Does the language of sexual harassment create the harm that it claims to describe?
Laura Kipnis, a professor of film at Northwestern University, has made her career out of turning situations on their heads and seeing what comes of them. We often call such writers “contrarian,” but for Kipnis the task is more serious. Her instinct is to follow the pointing finger of blame back to its source rather than turning to study its object. When we want to cast blame, what is it we’re hiding?
When there’s a moral high ground to be staked or woundedness to be claimed, Kipnis regards the claims of the righteous with suspicion. In Against Love (2003), her funny, prickly attack on the couple, she defended infidelity as a protest, however feeble or ridiculous, against the “security-state model of long-term coupledom.” If her work is usually suspicious of victims and saints, it also avoids creating new classes of heroes. Instead, there are those who are dishonest, and those who—usually through sexual misbehavior—can’t really help but be honest. Her humanizing approach toward a range of pathetic characters, from Anthony Weiner to Larry Flynt, is refreshing, witty, and often incisive, if not entirely convincing.
Unwanted Advances: Sexual Paranoia Comes to Campus should fit neatly into the rest of her work. In some ways, in fact, it’s a reprise of subjects she covered in an earlier book, The Female Thing (2006): power, sexual agency, and female vulnerability. This time around, she approaches her subject by examining a sexual harassment case at her own university. In this case, Peter Ludlow, a professor of philosophy, was charged with sexual misconduct by both an undergraduate and a graduate student.

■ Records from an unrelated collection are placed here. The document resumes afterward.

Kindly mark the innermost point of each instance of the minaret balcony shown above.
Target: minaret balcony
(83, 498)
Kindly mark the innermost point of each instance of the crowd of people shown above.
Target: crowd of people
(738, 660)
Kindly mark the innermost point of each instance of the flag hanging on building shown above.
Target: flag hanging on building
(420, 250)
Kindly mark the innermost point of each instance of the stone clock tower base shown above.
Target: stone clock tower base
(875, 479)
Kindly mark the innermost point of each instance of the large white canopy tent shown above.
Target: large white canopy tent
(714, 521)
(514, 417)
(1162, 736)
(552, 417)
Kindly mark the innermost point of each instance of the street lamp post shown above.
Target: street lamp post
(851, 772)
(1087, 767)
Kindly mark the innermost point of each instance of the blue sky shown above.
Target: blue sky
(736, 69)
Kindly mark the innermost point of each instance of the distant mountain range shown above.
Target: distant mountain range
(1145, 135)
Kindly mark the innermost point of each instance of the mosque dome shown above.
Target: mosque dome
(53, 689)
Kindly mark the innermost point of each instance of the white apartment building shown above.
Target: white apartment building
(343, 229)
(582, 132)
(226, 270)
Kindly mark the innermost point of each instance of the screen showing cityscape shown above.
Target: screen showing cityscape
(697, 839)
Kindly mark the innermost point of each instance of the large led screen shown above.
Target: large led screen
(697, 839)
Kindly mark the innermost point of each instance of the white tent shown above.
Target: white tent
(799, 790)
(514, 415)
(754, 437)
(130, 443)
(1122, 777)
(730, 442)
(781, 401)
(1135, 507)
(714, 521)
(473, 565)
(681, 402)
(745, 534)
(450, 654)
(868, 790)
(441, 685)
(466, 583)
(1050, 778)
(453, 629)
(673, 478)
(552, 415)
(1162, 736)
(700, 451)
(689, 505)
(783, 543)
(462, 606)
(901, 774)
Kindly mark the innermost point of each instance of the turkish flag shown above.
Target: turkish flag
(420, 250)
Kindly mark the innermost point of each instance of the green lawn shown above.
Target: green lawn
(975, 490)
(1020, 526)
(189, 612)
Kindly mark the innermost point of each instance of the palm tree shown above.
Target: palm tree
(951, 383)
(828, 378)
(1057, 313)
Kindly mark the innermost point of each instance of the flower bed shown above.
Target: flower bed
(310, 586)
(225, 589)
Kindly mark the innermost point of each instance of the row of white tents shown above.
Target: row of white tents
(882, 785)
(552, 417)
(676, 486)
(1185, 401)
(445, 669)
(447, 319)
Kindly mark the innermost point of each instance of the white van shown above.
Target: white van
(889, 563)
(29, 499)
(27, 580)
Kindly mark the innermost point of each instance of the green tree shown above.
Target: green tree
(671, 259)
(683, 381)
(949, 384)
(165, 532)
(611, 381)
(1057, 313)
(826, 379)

After university investigation and much litigation from all parties involved, he resigned and left the profession.
Was justice done? Kipnis doesn’t think so. Finding the accusations against Ludlow without merit, she argues that their flimsiness proves a number of things about the sexual harassment regime on campuses and our contemporary approach to sexual politics. We live, she claims, in an age of “sexual paranoia” and weaponized female grievances, and the combination of these things is working to undermine academic freedom. To prove it, she combs through the collected correspondence of the two complainants to discern hidden motivations, unacknowledged flirtations, and, generally, the presence of desire that disowns itself.
There is another wrinkle here, however, which keeps this from being like Kipnis’s other books. Kipnis was herself on the receiving end of a Title IX complaint for referring to the Ludlow case in an essay for The Chronicle of Higher Education. Ludlow is not the only person she’s seeking to exonerate here. This makes her, strangely, her book’s chief moralizer and victim. Though Kipnis is justifiably angry—and her anger over her treatment has been echoed by most of the reviewers of this book—her new persona is an uneasy fit.